Koogu is a Python package for developing and using Machine Learning (ML) solutions in Animal Bioacoustics.

Koogu (ಕೂಗು)
/ko͞ogu/
a word in the Kannada language meaning
- call, utterance (used as a noun)
- to call (used as a verb)

The package offers tools for -

  • preparing audio (pre-process and transform) to form inputs to ML models,

  • training ML models,

  • assessing their performance, and

  • using trained ML models for automating analyses of large datasets.

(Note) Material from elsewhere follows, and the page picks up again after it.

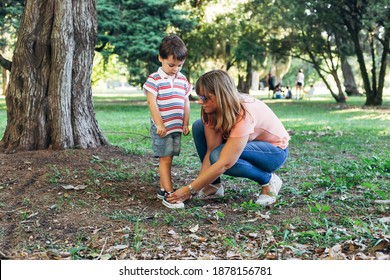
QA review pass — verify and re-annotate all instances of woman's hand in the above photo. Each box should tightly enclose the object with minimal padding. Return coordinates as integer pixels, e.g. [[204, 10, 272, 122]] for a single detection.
[[167, 186, 191, 203]]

Koogu offers tools for ML development from the simplest of bioacoustics applications to more complex scenarios. All stages of the workflow (data preparation, training, inference, performance assessment) can be performed independently.

Data preparation

Many of the neural networks models used in bioacoustics, especially convolutional neural networks, expect inputs to be of fixed-dimensions, both during training and while making inferences. Preparing model inputs involves, at a minimum, breaking up of long-duration audio files into shorter segments as suitable for the target sound(s) in consideration. Koogu provides convenient interfaces to efficiently batch-process large collections of acoustic recordings (stored in various file formats) in preparing model inputs.

Data feeders offer an efficient pipeline for supplying batches of input samples during model training and validation. They …

  • read pre-processed data from disk,

  • apply transformation (if any) to the data,

  • perform on-the-fly data augmentations (if any),

  • cache, shuffle and batch input samples, and

  • present the batched samples to the model.

Performing on-the-fly transformations offers the ability to apply randomized data augmentations in both time- and spectrotemporal domains independently. Furthermore, custom user-defined feeders can be implemented by extending one of the available feeder classes.

Model architectures & Training

Koogu provides a few varieties of customizable neural network architectures. Model complexity can be controlled with the customizations offered by the architecture-specific classes.

User-defined architectures (including pre-trained models) can be implemented by extending the base class.

Koogu offers a single-point interface for training and evaluating ML models. The training process can be controlled, along with various hyperparameter and regularization settings, by assigning appropriate values to the function’s parameters.

Performance assessments

When test datasets are available, Koogu’s built-in tools can be used to assess a trained model’s performance thoroughly against the test dataset.

Analyzing field recordings/soundscape data with trained models

Koogu facilitates batch-processing of large volumes of field recordings using a trained model. Currently, automatic recognition outputs from batch-processing are provided as RavenPro selection table files. A user can not only specify the application of detection thresholds and how outputs are produced, but also control the utilization of available computational resources.